AGE members warn against growing digital exclusion
Telework, online classes, e-shopping, digital banking, instant messaging… The COVID-19 crisis has speeded up the digitalization of our society and an increasing number of people - of all ages - are becoming digitally involved. Yet, this fast digitalization is also pushing aside a growing number of people in preventing them to access essential services, as warn many older people’s organisations across Europe.
In Belgium, Vlaamse Ouderenraad points out the findings of a report on media ownership and use in Flanders (the 13th edition of Digimeter). The Flemish Council of the Elderlywarns against a widening gap between those who are digitally active and the growing group of people who are unable to do so or for whom it goes too fast.
- 1 out of 4 survey respondents indicated that they do not feel comfortable with the sudden change to more digital and online applications.
- Remarkably, this is even the case for 30% of young people and the over-65s.
- Although the majority of the Flemish population has a positive attitude vis-à-vis technology, we are wrestling with a number of paradoxes: the advantages of online tools versus the dependency on our smartphone and social media, the availability of a wide range of news sources versus the dangers of disinformation, the ease of use of data-driven services versus the concern for our privacy, security and control over our personal data.
In the Netherlands, a survey carried out by the older people organisation KBO-PCOB finds that many older people do not want to be obliged on the Internet.
- Nine out of ten internet-free (91%) and half (46%) of the online seniors agree are tired of being forced to do everything over the internet.
- Almost all of them (98% offline senior, 94% online senior) think that companies and governments should always offer an alternative for people without the Internet.
In Sweden, SPF Seniorerna was invited in December 2020 to comment the result of a survey by the Internet Foundation. Eva Eriksson, president of the organisation, stressed the role of digital tools in making our everyday life easier and alleviating loneliness. She also pointed out the work done by SPF during the pandemic to improve digital skills and participation. Yet:
“We must remember that everyone cannot or does not want to be digitally involved. They also have the right to take part in society”, highlighted Mrs Erikson.
SPF Seniorerna therefore calls on the authorities to provide free education and digital equipment to digitally excluded people.
In Spain, UDP Mayores reports the findings of the 2nd “COVID Social Services Impact Monitor Report” and highlighted the digital divide, loneliness and social isolation of many older people as one of the biggest challenges facing institutions.
Growing financial exclusion
One of the biggest challenges faced by older people in times of rapid digitalisation is the accessibility of financial and banking services, as stressed by some of AGE members.

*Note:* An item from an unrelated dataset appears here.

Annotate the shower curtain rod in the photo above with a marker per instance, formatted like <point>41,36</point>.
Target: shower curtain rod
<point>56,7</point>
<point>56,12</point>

In Finland, the Board of the Finnish Pensions Association points out that, while digital payment methods have made everyday life easier for many, the increasing use of e-services is leaving some older citizens behind. Banking transactions between groups that are not used to e-services have been less accessible than before and are more expensive.
In the Netherlands, KBO-PCOB ask the banks to “Make the bank personal, set up local service points!". To reinforce their call, the Dutch senior organisation has prepared a pamphlet, containing five key needs of older people:
- Get personal contact,
- Be reachable,
- Keep the ability to pin and deposit,
- Be digitally nice, because not everyone is digitally proficient,
- Ensure a safe banking environment.
In Spain, UDP Mayores consider that pensioners face "Banking Abuses".
“Nobody cares that among current pensioners, there are many, too many, who are not familar with computer tools and depend on children, grandchildren and in many cases on people outside the family”, highlights UDP President Julio Méndez Menéndez de Llano in an opinion article.
UDP Badajoz demands the maintenance of opening hours and branches of banking institutions to ensure accessibility of service to older people.
Also in Spain, the increased vulnerability of older people due to the lack of accessibility of digital services (including banking services), was the topic of a recent conference organized by FATEC. The discussions sought to better understand the current situation and challenges and reflect on what can be done to address them and improve access to new technologies.
In Belgium, Énéo launched the campaign “Banques : dehors les seniors ?” in September 2020 to raise awareness on the banking exclusion facing many older people.
Improving digital literacy
To address digital divide, improving digital literacy is key. Our members are well aware of this and many of them are providing digital training classes and materials.
- In Finland, Eläkeliiton has been involved in a number of projects, activities and materials intended for media education professionals and older people.
- In France, Old’Up has produced a training guide to help informal and professional carers train older people in using digital tablet.
- In Germany, the Digital Compass is a network of 75 Internet pilot support locations where older people can meet and try out digital services. It is a joint project in which our German member, the Federal Association of Senior Citizens' Organisations (BAGSO), is involved.
- In Greece, 50+ Hellas shares on its website digital educational material. The organisation also joined the “Knowledge Volunteers” project which organised digital trainings of older adults thanks to the recruitment of young volunteers.
- In Spain, UDP Mayores is organizing basic digital classes for its members. The Spanish Confederation of Older People's Organisations CEOMA also organizes a cycle of webinars on teaching how to use technological tools to help reduce isolation and loneliness.